Stages of a Misdemeanor Case

Although relatively less serious than a felony, a misdemeanor charge should not be taken lightly. Misdemeanor offenses can mean fines and fees in the hundreds or thousands of dollars, or it can mean time in jail. In addition to those, there can also be other collateral consequences of a misdemeanor conviction. For example, a conviction for any “domestic violence” offense could affect your right to possess a firearm for the rest of your life. A conviction for misdemeanor possession of marijuana or other drugs can cause a student to loose or become ineligible for federal financial aide. Misdemeanor convictions can also affect immigration and naturalization status and result in deportation or exclusion from the United States. A conviction for DWI, even a first offense, carries with it a public stigma that can hang with you for the rest of your life, affect your ability to obtain employment, hold a security clearance, and will result in higher car insurance rates. The stakes with a misdemeanor offense are higher than you might think.

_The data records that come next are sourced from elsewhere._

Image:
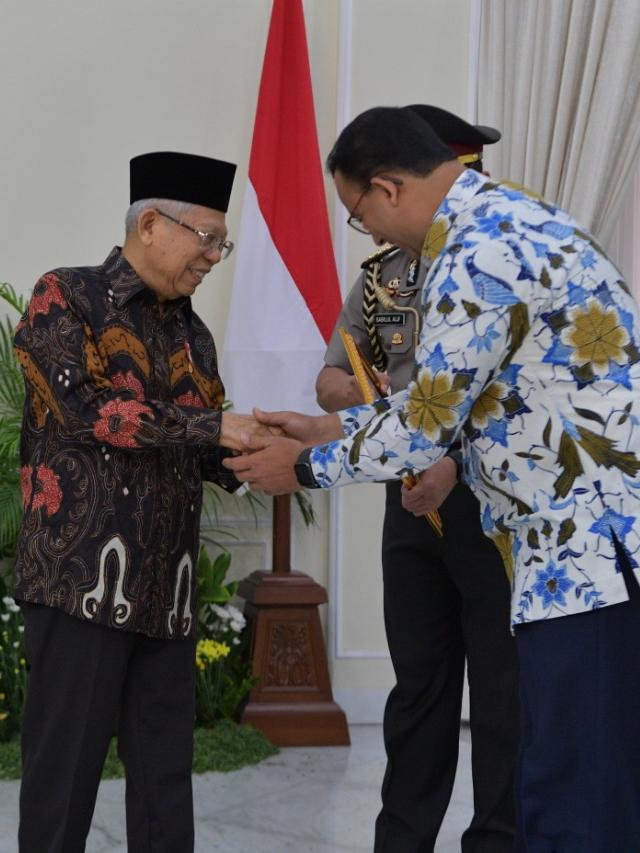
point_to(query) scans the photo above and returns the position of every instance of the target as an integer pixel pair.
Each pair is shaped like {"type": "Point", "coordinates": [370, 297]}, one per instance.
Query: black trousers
{"type": "Point", "coordinates": [446, 600]}
{"type": "Point", "coordinates": [85, 683]}
{"type": "Point", "coordinates": [579, 772]}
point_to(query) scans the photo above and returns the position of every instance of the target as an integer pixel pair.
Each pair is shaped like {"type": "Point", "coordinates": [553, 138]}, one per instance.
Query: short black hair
{"type": "Point", "coordinates": [384, 138]}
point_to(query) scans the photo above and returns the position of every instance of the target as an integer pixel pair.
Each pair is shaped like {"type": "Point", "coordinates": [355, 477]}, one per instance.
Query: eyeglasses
{"type": "Point", "coordinates": [208, 239]}
{"type": "Point", "coordinates": [354, 219]}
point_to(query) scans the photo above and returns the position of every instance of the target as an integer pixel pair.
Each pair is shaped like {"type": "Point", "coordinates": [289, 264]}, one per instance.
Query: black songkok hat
{"type": "Point", "coordinates": [463, 138]}
{"type": "Point", "coordinates": [182, 177]}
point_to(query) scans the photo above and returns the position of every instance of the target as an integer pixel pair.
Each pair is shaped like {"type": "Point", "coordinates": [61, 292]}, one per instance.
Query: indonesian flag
{"type": "Point", "coordinates": [285, 297]}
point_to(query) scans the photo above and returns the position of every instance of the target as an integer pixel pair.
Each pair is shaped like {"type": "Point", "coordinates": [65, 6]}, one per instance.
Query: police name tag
{"type": "Point", "coordinates": [391, 319]}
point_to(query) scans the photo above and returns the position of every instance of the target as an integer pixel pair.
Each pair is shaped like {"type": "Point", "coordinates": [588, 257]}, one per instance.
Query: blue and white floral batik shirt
{"type": "Point", "coordinates": [529, 350]}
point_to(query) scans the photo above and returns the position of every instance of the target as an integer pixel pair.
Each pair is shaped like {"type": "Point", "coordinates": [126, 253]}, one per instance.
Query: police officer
{"type": "Point", "coordinates": [446, 598]}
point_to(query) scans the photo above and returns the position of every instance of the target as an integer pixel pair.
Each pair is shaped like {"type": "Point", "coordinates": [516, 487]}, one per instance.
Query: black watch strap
{"type": "Point", "coordinates": [304, 471]}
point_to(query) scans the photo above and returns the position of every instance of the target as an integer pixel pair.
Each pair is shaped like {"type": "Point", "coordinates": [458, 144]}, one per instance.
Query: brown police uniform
{"type": "Point", "coordinates": [446, 601]}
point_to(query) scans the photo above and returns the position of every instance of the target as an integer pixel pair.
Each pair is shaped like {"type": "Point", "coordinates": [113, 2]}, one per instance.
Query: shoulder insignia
{"type": "Point", "coordinates": [383, 252]}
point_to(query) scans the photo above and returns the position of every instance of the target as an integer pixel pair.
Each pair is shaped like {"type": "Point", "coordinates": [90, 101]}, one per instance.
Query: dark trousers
{"type": "Point", "coordinates": [446, 600]}
{"type": "Point", "coordinates": [579, 771]}
{"type": "Point", "coordinates": [85, 682]}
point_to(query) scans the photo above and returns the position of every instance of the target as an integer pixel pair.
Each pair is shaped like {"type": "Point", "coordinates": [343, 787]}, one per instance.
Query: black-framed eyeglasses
{"type": "Point", "coordinates": [354, 219]}
{"type": "Point", "coordinates": [208, 239]}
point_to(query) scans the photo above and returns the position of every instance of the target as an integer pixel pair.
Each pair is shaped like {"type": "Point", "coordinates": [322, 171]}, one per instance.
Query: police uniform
{"type": "Point", "coordinates": [446, 601]}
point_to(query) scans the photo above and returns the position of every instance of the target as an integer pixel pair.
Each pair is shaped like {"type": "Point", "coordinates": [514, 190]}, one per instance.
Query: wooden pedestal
{"type": "Point", "coordinates": [292, 702]}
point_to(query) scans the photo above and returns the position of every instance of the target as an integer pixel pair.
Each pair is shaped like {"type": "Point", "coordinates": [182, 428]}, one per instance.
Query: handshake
{"type": "Point", "coordinates": [268, 444]}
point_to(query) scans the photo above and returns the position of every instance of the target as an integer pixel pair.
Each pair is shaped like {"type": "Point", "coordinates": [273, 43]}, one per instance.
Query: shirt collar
{"type": "Point", "coordinates": [126, 284]}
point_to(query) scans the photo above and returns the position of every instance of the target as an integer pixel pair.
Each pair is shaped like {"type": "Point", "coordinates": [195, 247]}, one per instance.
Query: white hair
{"type": "Point", "coordinates": [174, 208]}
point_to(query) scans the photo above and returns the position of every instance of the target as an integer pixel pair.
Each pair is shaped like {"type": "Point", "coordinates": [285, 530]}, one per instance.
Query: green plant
{"type": "Point", "coordinates": [11, 405]}
{"type": "Point", "coordinates": [226, 747]}
{"type": "Point", "coordinates": [223, 667]}
{"type": "Point", "coordinates": [13, 670]}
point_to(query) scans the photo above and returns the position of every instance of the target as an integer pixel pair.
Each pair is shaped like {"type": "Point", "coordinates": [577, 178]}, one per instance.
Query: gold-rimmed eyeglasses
{"type": "Point", "coordinates": [354, 220]}
{"type": "Point", "coordinates": [208, 239]}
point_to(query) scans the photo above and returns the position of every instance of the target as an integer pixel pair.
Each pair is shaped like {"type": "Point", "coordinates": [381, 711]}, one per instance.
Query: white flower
{"type": "Point", "coordinates": [220, 612]}
{"type": "Point", "coordinates": [235, 613]}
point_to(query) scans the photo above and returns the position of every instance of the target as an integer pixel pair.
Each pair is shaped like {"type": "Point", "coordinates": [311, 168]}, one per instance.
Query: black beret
{"type": "Point", "coordinates": [462, 137]}
{"type": "Point", "coordinates": [182, 177]}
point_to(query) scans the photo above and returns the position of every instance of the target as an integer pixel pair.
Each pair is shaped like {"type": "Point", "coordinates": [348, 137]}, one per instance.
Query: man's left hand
{"type": "Point", "coordinates": [432, 487]}
{"type": "Point", "coordinates": [268, 464]}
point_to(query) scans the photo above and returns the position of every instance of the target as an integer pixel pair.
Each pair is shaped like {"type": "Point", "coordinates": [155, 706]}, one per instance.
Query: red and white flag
{"type": "Point", "coordinates": [285, 297]}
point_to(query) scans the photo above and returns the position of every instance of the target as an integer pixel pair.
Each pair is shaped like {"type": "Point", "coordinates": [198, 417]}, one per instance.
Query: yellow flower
{"type": "Point", "coordinates": [596, 336]}
{"type": "Point", "coordinates": [432, 403]}
{"type": "Point", "coordinates": [488, 405]}
{"type": "Point", "coordinates": [209, 651]}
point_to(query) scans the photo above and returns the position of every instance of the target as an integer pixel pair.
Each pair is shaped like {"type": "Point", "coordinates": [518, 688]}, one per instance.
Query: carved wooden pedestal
{"type": "Point", "coordinates": [292, 702]}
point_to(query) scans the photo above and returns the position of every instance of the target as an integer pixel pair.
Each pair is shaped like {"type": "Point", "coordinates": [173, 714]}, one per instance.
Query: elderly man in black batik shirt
{"type": "Point", "coordinates": [122, 423]}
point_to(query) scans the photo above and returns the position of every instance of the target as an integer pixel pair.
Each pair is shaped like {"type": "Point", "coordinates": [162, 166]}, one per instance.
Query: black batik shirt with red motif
{"type": "Point", "coordinates": [121, 424]}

Misdemeanor Criminal Defense Procedure:

A misdemeanor criminal case will generally go through the following phases:

  • Investigation – During the investigation phase, the police will investigate a suspected violation of the criminal laws. This may be as simple as seeing someone run a light and stopping them or may be more complex like a DWI investigation which involves personal observations, field sobriety tests, breath machines, scientific evidence, and interrogation tactics.
  • Arrest/Filing Criminal Complaint – At some point an officer may make an arrest or charging decision. They may, correctly or wrongly, decide to charge someone with a criminal offense. Usually this is done by writing a citation (e.g. traffic ticket), issuing a criminal summons (mailed to a defendant), or filing a criminal complaint with the court after arresting someone. The citation, summons, or complaint is supposed to provide notice to the defendant as to why they have been charged, what they are accused of, and who has charged them.
  • Arraignment – At the arraignment setting the judge will review the criminal complaint, advise you of the charges against you, the possible penalties for those charges, and ask you to enter a plea (guilty, not guilty, or no contest). If you enter a plea of guilty or no contest, the judge may sentence you right then and there, or may reset you for a later date to return for sentencing. If a plea of not guilty is entered, then your conditions of release pending trial will be set. Conditions of release can include, a simple promise by you to come back to court, requiring a money bond to be posted with the court or through a bonding company, a third-party release to family member on their promise to make sure you show up to court, or a property bond. In deciding conditions of release, the court will consider things like; criminal history, ties to the community, the nature of the pending allegations, and the danger presented to the community by having a defendant out of custody.
  • Discovery – Discovery is the stage where the parties exchange information. Because of the power and resources of the State, the prosecutor has a variety of obligations to provide information to the defendant. Also, under the rules, you may also have a right to interview the witnesses to be called against you.
  • Trial – You have a right to a trial on the charges brought against you. You may have a trial before a judge or, depending on how you were charged, you may have a right to a trial before a jury. Whether to go to trial or whether to have a bench or jury trial is one of the most important decisions you will have to make.
  • Appeal – If your case went to trial or if you reserved an issue for appeal by special plea agreement, you may wish to pursue an appeal. Appeals from the metropolitan court, municipal court, or magistrate court can involve an appeal de novo (new trial on appeal) or a record appeal (appeal just based on the records and recording of the prior trial) depending on the type of case and court in which it was heard.